日本大百科全書(ニッポニカ) 「シュタウディンガー」の意味・わかりやすい解説
シュタウディンガー(Hermann Staudinger)
しゅたうでぃんがー
Hermann Staudinger
(1881―1965)
ドイツの有機化学者で、高分子化学の創設者。新カント派の哲学者を父として3月23日にウォルムスで生まれた。シュタウディンガーは、同地のギムナジウムを卒業したときには、植物学を志していたという。しかし当時のドイツは世界の化学とくに有機化学の中心であった。彼はミュンヘンで大有機化学者アドルフ・フォン・バイヤーの教えを受けて化学者の道を選ぶことになった。そして1905年、シュトラスブルクのティーレのもとで助手をしているときに発見したきわめて興味ある物質「ケテン」は一躍学界の注目を集めた。わずか24歳のときである。こうして彼は1907年、26歳の若さでカールスルーエ工業大学の教授となった。カールスルーエ時代の弾性ゴムの研究は、やがて化学の新領域「高分子化学」樹立の道へと彼を導くことになる。彼はケテンに関する約60編に及ぶ大研究をまとめ、1920年ごろからは本格的に高重合体(今日の高分子)の研究に入った。

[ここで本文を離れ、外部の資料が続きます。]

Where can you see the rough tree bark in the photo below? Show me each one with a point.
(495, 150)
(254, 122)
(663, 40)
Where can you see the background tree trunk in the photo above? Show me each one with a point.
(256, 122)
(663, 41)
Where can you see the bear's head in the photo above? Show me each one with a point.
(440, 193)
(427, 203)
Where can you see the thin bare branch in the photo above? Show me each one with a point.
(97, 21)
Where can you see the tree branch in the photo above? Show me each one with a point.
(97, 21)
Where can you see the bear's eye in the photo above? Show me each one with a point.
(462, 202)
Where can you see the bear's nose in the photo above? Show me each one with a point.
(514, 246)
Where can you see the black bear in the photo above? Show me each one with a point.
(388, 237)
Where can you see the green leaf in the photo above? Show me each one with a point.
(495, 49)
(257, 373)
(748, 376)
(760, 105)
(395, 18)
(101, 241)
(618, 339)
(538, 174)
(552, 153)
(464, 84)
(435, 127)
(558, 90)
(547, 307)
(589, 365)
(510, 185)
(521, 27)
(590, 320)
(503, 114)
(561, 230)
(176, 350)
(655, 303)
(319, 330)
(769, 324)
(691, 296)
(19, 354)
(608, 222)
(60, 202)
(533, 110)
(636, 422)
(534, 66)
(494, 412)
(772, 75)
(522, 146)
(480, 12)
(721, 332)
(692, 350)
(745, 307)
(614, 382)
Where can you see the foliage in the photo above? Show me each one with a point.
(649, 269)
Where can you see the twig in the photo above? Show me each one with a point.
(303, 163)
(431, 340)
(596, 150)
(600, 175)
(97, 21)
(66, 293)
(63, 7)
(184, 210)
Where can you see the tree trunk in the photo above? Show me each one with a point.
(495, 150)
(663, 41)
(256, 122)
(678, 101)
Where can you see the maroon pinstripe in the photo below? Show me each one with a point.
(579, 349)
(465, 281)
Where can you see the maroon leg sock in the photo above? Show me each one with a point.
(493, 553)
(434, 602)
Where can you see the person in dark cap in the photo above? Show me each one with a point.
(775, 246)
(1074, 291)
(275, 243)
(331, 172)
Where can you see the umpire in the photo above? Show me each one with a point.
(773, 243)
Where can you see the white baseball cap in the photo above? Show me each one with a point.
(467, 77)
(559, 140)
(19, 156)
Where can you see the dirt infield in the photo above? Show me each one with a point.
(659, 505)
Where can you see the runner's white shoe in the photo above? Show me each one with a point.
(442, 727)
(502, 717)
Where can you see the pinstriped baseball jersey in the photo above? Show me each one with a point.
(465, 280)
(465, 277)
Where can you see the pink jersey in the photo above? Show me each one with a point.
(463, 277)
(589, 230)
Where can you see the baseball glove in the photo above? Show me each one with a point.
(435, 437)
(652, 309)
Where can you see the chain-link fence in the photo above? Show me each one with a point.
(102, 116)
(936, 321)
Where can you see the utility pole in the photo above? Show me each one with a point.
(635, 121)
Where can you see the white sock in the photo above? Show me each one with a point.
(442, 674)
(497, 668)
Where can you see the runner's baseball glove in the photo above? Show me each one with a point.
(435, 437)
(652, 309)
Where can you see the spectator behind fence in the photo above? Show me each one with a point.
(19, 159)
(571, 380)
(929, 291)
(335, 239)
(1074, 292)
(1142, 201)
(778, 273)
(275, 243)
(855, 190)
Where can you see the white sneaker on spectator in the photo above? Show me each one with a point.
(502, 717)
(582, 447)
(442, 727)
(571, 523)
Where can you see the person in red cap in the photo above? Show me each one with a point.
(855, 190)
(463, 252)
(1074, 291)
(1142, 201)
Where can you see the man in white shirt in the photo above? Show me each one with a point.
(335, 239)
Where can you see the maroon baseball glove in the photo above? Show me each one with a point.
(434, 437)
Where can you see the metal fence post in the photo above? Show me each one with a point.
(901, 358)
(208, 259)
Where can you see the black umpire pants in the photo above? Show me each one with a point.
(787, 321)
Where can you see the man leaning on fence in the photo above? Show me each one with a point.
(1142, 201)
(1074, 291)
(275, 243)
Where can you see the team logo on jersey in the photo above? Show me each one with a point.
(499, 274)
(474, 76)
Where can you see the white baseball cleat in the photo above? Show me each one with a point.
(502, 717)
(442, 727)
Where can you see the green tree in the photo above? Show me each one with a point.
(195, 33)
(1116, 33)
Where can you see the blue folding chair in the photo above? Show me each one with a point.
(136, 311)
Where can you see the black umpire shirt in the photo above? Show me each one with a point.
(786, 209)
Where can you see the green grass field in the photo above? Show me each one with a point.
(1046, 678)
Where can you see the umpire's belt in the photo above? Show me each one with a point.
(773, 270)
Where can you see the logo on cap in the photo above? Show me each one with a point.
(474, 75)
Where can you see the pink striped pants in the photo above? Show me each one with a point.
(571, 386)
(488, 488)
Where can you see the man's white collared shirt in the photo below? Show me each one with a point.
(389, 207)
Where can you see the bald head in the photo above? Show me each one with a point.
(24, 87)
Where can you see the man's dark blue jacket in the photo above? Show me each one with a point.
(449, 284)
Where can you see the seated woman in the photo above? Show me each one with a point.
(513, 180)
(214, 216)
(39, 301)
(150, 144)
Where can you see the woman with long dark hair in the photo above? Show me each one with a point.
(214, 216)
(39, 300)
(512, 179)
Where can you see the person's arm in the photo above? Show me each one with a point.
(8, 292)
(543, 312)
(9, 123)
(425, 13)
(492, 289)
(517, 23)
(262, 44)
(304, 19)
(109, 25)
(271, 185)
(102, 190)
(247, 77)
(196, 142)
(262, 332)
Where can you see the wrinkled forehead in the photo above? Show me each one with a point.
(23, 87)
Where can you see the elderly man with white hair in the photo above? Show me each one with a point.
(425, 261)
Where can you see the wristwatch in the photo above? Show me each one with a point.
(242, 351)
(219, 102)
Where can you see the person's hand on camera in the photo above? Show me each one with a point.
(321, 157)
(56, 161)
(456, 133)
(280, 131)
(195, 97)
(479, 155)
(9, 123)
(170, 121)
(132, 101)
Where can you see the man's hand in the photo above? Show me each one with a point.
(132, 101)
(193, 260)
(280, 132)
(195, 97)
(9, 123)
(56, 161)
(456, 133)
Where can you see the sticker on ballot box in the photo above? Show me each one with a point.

当時ドイツの学会では弾性ゴムやセルロース、タンパクなどの化学構造に関し、まったく違う二つの立場の人々が論争を展開していた。一つはいわゆる低分子説で、ヘスKurt Hess(1888―1961)、ハリエスC. Harries(1866―1923)らをリーダーとするものである。低分子論者によると、ゴムやセルロースは比較的小さな分子量の環状化合物が多数コロイド状に「会合」あるいは「凝集」したものである。一方シュタウディンガーやフロイデンベルクK. Freudenberg(1886―1983)は、これらの物質はきわめて多数の原子が、エタン分子内の結合力と同じ一次結合(今日の共有結合による化学結合)で長鎖状に連結した巨大分子であると考えた。そして1926年の学会はヘスらの低分子論者の圧倒的優勢裏に終結したが、そのわずか4年後、1930年のドイツ・コロイド学会では低分子論者はまったく孤立し、ほぼすべての有機化学者がシュタウディンガーらの高分子説を支持するようになった。これはまさにコペルニクス的転回に近い劇的な転換であった。シュタウディンガーの長い闘いは約30年ののち、1953年のノーベル化学賞によって報いられた。そのとき彼はすでに73歳であった。シュタウディンガーの高分子説は1930年代、アメリカのカロザースによる合成ゴム「ネオプレン」、合成繊維「ナイロン」の成功により確固たる地位を得て、今日のプラスチック時代を開いたのである。1957年(昭和32)来日した。1965年9月8日フライブルクで死去。
[中川鶴太郎]
シュタウディンガー(Franz Staudinger)
しゅたうでぃんがー
Franz Staudinger
(1849―1921)
ドイツの哲学者、社会学者。ウォルムス、ダルムシュタットの高等学校(ギムナジウム)教授。新カント学派に属し、カントの倫理学説によって社会主義に道徳的基礎を与えることに努めた。主著『道徳の経済的基礎』(1907)において、社会関係を、策略と暴力とに基づく物理的関係、自己利益に基づくゲゼルシャフト関係、共通目的目ざしての自発的協力たるゲマインシャフト関係の三つに分け、ゲマインシャフト関係が上位にたつ社会こそ真に道徳的であり、社会主義が建設の目標にしなければならないものであると説いた。またこの見地から、労働者の自発的互助組織としての生活協同組合運動を理論的、実践的に指導した。